Frakin’ score! My wife just called and bought season one on DVD! Yes, I am a geek. And now, I’m a little bit closer to being complete.
2 • Chris (The Book Swede) said:
April 4th, 2008 at 2:46 pm, permalink
OK, I’ve never posted here before. I’m going to do one of those story bits
The bit below is about halfway through, a nice, fun, torture scene… I’ve called one character, “Mister”, for no reason I now remember…
–
“I do believe, Mr. O’Hearney, that you are arousing my knife.” Mister demonstrated just what a knife erection looked like, trailing his knife from the bottom of Patrick’s neck, between his collar-bones, up to below his chin, and Patrick bled some more, a lot more, of his getting-more-precious-by-the-moment blood.
Mister looked down on him curiously. “My my. If I were you, Mr. O’Hearney, I’d be rather offended by now. That red stuff of yours is leaving your body with a willingness that borders on the impolite.”
Mister smiled as Patrick gasped. Leaning forward he raised an eyebrow as Patrick tried to speak. “That was a rising inflection, Mr. O’Hearney, and I do believe you weren’t screaming. Do my ears deceive me? There is a question you want to ask?”
“Why? All this. The talk. The ‘Mr. O’Hearney’. The…” A tear rolled down Patrick’s face, stinging. “The knives. Why?”
“Why have I gone to such lengths to make you comfortable, you mean?” Part of Patrick wanted to point out that no, that wasn’t what he’d meant, but the other part, the part that preferred his internal organs to remain internal, wouldn’t allow his lips to move.
“Because it’s what I do. I can no more stop hurting people than this knife can.” He smiled, “And this knife can hurt people [i]a lot[/i]. But you know that, Mr. O’Hearney, and, from the way your eyes are wandering this room, I can tell that you’re looking for a way out of this situation.” He frowned and looked at his hands, “Either that, or your eyes are going to fall out. That did happen once. Well twice, since both eyes went, but that’s neither here nor there.”
Patrick groaned again; he was good at groaning, but, in the circumstances, he rather felt he was being unappreciated. “Very well, boy. You are looking for a way out. I shall offer one. And, before you roll your eyes again, it doesn’t involve dying. Oh. Wait, it does, and large quantities of it, too. But not on your part, so don’t worry your pretty little head about it.” He grinned, “Or I’ll cut it off.”
“Look, you’ve been torturing me for bloody hours, now. Shut up with the pointless ultimatums, and offer me the bloody way out!
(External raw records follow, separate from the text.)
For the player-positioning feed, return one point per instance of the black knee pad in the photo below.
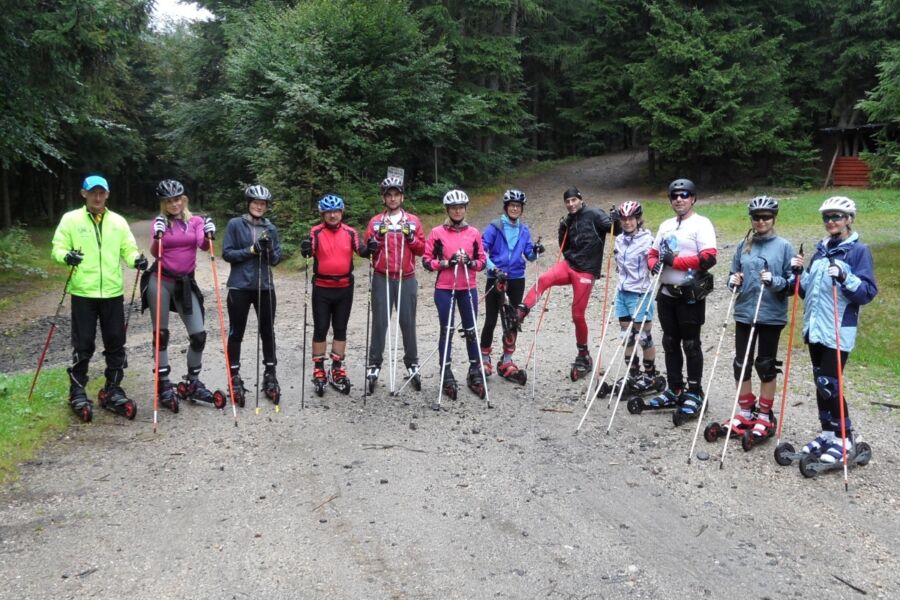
(767, 368)
(739, 373)
(670, 343)
(198, 341)
(692, 347)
Yes, I’ll kill somebody’s grandmother, yes, I’ll poke somebody’s eyes out with a red hot poker, just tell me what to do!”
Mister looked at him and then laughed, quietly and softly. “Very well…”
–
Anyway, that’s it
Thought I’d get it out there since that particular story is doing my head in at the moment; can’t finish it. (As you can tell, it’s very much in draft form, and I expect bits will be moved around a lot — including out of existence)!
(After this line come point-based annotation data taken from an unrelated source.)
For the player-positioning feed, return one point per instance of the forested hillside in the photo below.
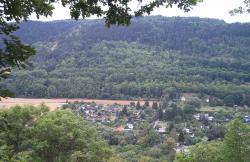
(152, 57)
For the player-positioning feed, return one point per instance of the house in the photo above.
(183, 149)
(130, 126)
(162, 130)
(119, 129)
(186, 130)
(183, 98)
(197, 116)
(210, 118)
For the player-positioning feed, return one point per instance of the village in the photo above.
(134, 119)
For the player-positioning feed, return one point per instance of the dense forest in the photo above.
(154, 56)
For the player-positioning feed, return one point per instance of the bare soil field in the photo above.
(56, 103)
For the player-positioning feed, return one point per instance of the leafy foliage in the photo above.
(34, 134)
(148, 60)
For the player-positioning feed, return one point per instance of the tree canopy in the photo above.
(14, 53)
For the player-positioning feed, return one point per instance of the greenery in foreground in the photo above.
(234, 147)
(35, 134)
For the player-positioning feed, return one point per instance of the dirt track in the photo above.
(57, 102)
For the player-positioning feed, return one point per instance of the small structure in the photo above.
(210, 118)
(130, 126)
(162, 130)
(197, 116)
(119, 129)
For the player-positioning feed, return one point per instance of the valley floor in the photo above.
(55, 103)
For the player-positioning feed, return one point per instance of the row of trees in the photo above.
(121, 70)
(35, 134)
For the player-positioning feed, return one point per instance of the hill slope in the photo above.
(153, 56)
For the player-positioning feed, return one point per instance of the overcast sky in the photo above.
(208, 9)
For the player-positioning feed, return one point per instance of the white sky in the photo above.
(207, 9)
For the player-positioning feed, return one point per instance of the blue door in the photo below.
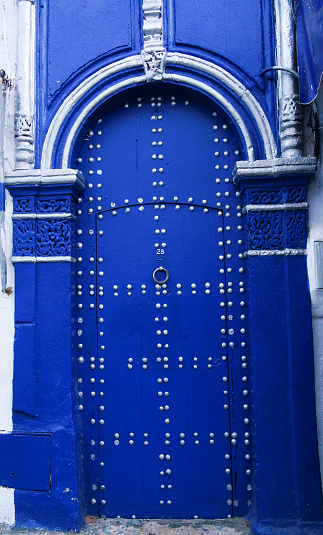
(162, 312)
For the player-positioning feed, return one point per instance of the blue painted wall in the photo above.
(76, 39)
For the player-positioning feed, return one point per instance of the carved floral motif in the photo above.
(24, 206)
(154, 63)
(45, 206)
(265, 230)
(286, 194)
(276, 229)
(53, 237)
(24, 237)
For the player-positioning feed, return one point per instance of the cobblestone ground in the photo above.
(121, 526)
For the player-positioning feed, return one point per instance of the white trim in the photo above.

3 • Chris (The Book Swede) said:
April 4th, 2008 at 2:49 pm, permalink
Why is it only after you’ve clicked submit that you notice so many problems
~Chris
4 • Michael Gordon said:
April 4th, 2008 at 3:13 pm, permalink
I’m in the mood to post a little poetry (translation: I’m too lazy/busy to write a new flash fiction).
In Dreams I Start
When I was young and all my dreams were new,
I did not know the ways of love and pain.
I lived and fought with heroes brave and true
And lines ‘twixt white and black were clear and plain.
A hero’s world is simpler than our own–
Where Right is clear and evil can be fought,
And gods and monsters there are plainly known,
And magic made from nothing but a thought.
Where purpose guides and every choice is clear,
And no ill falls by chance, without it intent,
These worlds are sung by bards to eager ears,
Whose tastes these tales did bid them to invent.
And to this day in story-worlds I thrive
For ’tis in dreams I start to feel alive.